2. All signed agreements should be implemented seriously and any attempt to hinder the peace process should be avoided.

3. Terrorism and violence in all forms must be eradicated so that the security of the Mideast countries and the normal lives of their peoples can be assured.

4. As the peace process makes headway, regional economic cooperation should be strengthened and the normal lives of their peoples can be assured.

5. The international community is obliged to work together with the parties concerned in the Middle East to realize a comprehensive, just and lasting peace in the region, and China is ready to make its own effort to that end.

Those principles would go on to become the foundational principles of the Special Envoy's focus, although points of emphasis and articulations of specific positions would change over time.

The first Special Envoy appointment was declared in 2002, "at the request of several Arab states". Arab states viewed China's historic support for the Palestinian people as providing it with credibility during the peace process discussions. Israel also welcomed the formation of the Special Envoy position, recognizing that the Arab states had an appreciation for what they perceived to be more the balanced posture of China.

== Envoys ==
As of 2022, China has had five special envoys: Wang Shijie (2002 to 2006), Sun Bigan (2006 to 2009), Wu Sike (2009 to 2014), Gong Xiaosheng (2014 to 2019), and Zhai Jun (beginning in 2019).

=== Wang Shijie (2002 to 2006) ===
Wang Shijie, former Chinese Ambassador to Bahrain, Jordan and Iran was appointed the first Special Envoy in 2002. Throughout his tenure, Wang stressed that land for peace must be a guiding principle of negotiations.

In May 2003, Wang presented the Five-Point Proposal on the Middle East Peace Process and Road Map. The primary difference from the 1997 Five Principle Standpoints in Support of the Middle East Peace Process was that China became more explicit in its expectations for the creation of a Palestinian state, democratic elections for Palestine, and an international supervisory mechanism for the peace process. Wang's proposal expressly advocated for the road map for peace process, overtly criticized Israel's actions toward Palestinians, and dropped the emphasis on regional development.

In Wang's departure speech from the position, he stated, "Talking about any regret in my tenure, I should say that over three years no satisfactory process has yet been achieved and the Palestinian and Israeli people are still suffering a lot."

=== Sun Bigan (2006 to 2009) ===
Wang was succeeded by Sun Bigan in June 2006. During Sun's tenure as Special Envoy, China criticized Israel for its disproportionate use of force against Lebanon in July 2006.

=== Wu Sike (2009 to 2014) ===
In 2009, the post was taken over by Ambassador Wu Sike. Similar to his predecessors, Wu had an extensive background as China's ambassador to Middle Eastern countries.

China's position on the Middle East peace process during Wu's tenure considered largely as before, although Wu's criticisms of Israel increased as a result of Israel's blockade of Gaza and its raiding of a flotilla carrying aid while the flotilla was in international waters. Although the focus of the position continued to the peace process, Wu also sought to address the conflict in Syria and a number of other issues in the region.

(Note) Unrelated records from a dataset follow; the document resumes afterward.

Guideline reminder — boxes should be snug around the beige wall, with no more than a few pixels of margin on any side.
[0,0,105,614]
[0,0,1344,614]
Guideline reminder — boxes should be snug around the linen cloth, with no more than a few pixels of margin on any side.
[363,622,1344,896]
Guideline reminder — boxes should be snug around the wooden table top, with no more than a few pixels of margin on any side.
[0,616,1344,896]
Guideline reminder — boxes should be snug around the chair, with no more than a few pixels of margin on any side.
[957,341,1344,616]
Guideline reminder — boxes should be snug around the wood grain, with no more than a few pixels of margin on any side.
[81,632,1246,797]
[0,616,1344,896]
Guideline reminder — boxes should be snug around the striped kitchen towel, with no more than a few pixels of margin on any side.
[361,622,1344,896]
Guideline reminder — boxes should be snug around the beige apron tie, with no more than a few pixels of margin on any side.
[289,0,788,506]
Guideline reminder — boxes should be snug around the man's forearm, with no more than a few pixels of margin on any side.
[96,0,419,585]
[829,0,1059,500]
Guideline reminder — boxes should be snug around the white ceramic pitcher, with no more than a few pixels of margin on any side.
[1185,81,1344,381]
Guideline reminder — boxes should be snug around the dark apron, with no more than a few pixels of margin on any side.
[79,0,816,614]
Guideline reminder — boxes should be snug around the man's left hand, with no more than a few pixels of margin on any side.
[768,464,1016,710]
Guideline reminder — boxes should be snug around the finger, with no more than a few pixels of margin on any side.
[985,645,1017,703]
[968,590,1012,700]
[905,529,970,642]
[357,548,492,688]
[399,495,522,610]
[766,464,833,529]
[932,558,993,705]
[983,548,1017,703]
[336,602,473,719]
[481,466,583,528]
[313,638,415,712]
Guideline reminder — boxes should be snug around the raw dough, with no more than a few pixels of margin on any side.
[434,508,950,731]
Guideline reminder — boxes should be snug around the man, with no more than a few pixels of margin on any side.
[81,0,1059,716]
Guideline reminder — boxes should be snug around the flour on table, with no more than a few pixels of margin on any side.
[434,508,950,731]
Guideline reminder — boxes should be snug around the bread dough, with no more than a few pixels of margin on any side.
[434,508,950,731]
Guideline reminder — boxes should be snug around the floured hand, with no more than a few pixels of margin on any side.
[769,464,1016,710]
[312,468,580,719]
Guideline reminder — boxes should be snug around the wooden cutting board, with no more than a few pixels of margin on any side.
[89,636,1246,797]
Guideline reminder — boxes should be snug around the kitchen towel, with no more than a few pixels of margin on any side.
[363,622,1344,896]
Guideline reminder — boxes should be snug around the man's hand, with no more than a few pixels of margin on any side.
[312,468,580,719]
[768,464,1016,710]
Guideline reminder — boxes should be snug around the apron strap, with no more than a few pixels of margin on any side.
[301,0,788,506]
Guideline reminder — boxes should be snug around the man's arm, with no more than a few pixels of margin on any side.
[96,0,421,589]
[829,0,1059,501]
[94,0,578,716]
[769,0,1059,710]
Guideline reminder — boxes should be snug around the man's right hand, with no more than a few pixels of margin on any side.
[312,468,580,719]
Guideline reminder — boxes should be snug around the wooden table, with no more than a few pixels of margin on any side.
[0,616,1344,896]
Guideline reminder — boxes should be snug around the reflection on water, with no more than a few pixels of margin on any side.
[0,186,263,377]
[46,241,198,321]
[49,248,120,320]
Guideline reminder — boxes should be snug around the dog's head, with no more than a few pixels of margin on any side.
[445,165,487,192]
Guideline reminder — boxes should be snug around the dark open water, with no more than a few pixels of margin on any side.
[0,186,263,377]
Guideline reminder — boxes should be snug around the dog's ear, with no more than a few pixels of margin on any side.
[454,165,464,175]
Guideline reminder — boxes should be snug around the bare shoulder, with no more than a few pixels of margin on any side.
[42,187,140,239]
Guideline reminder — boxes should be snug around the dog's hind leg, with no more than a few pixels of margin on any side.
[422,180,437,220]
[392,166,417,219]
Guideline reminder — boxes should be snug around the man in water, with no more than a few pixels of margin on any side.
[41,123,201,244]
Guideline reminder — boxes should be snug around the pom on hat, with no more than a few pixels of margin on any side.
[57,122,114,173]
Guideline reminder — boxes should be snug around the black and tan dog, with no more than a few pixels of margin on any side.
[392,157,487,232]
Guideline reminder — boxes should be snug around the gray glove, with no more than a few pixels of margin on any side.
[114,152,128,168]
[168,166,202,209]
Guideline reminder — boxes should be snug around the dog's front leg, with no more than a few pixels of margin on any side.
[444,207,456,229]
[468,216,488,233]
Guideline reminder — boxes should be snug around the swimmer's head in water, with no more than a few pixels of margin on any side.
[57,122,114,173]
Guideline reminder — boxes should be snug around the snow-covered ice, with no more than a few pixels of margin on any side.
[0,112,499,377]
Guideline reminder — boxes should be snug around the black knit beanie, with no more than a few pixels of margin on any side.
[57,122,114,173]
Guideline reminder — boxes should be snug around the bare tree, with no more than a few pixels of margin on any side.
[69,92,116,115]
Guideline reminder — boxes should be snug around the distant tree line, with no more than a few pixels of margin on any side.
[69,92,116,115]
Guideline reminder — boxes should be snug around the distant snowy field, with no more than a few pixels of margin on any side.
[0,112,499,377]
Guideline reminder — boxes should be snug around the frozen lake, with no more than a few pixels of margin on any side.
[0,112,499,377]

=== Gong Xiaosheng (2014 to 2019) ===
Gong Xiaosheng replaced Wu Sike when Wu stepped down in September 2014. He served until September 2019. Until the appointment of a separate special envoy for issues related to Syria in 2016, Syria (like the peace process) was a major point of emphasis for Gong. As he summarized, "All the crises in the region have been entangled, and it is impossible to solve one without solving the others, especially without handling the Palestinian-Israeli conflict properly."

Beginning in 2015, Gong began highlighting the economic development of China's Belt and Road Initiative as a contribution to the peace process.

Gong criticized the United States' withdrawal from the nuclear deal with Iran, describing China's position as: "We think some deal is better than no deal."

=== Zhai Jun (2019) ===
Zhai Jun was appointed in 2019 and, as of 2022, continues to serve in this role.